Indeed, Michigan is dramatically underfunding students from low-income backgrounds compared to what leading states practice and what research indicates is needed for those students to succeed, despite progress in the recent budget.

In recent budget years, Michigan had only provided about 9 percent more funding to students who qualify for at-risk funding, which includes students from low-income backgrounds and others with the greatest needs.

In stark contrast, leading state Massachusetts has committed to provide up to about 100 percent more funding for students in its highest-poverty districts, as it implements a funding formula overhaul over the next several years.

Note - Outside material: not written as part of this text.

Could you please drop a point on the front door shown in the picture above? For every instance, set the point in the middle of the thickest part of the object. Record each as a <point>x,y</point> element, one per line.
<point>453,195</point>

It’s no coincidence that Massachusetts is the top-performing education state in the nation. The fact is that money matters in the classroom, especially for students who are the most underserved.

More money alone, however, is not enough to close opportunity and achievement gaps and transform the lives of students and their schools. We call on state leaders to prioritize new dollars for equity before other areas of the state budget, starting next year. This shift will begin to address decades of lack of state investment in Michigan’s working-class and poor communities’ schools, including rural areas where resources are particularly scarce.

New dollars should be coupled with new systems of fiscal transparency and accountability as well. Michiganders deserve to have a greater say in and oversight over how their local schools spend their public dollars — and to have a guarantee that no less than 75 percent of every dollar invested in public schools is actually spent in the local school for which those dollars are designated.

And Michigan leaders need to act with urgency to invest more deeply in students from low-income and English Learner backgrounds — as well as students with disabilities — by aligning state funding with national best practices and what research recommends, including:

  • Expand the state’s funding formula to account for differences in need among students and communities by increasing the top weight for students living in poverty to 100 percent by 2030.
  • Provide weights of at least 80 percent to 100 percent more funding for English Learners by 2030.
  • Provide full funding to support students with disabilities.

Creating a more equitable public school system in Michigan is a fundamental necessity for moving Michigan to becoming one of the country’s top 10 education states.

We have an opportunity to make a transformative investment in Michigan’s children. Let’s invest in their future — the future of our state.

This opinion piece appeared in Bridge Michigan. Alice Thompson is the CEO of BFDI Educational Services, Inc. and chair of the Detroit Branch NAACP’s Education Committee, Amber Arellano is the executive director at The Education Trust-Midwest and Mike Jandernoa is the founder & chairman, 42 North Partners. Thompson, Arellano and Jandernoa are co-chairs of the Michigan Partnership for Equity and Opportunity.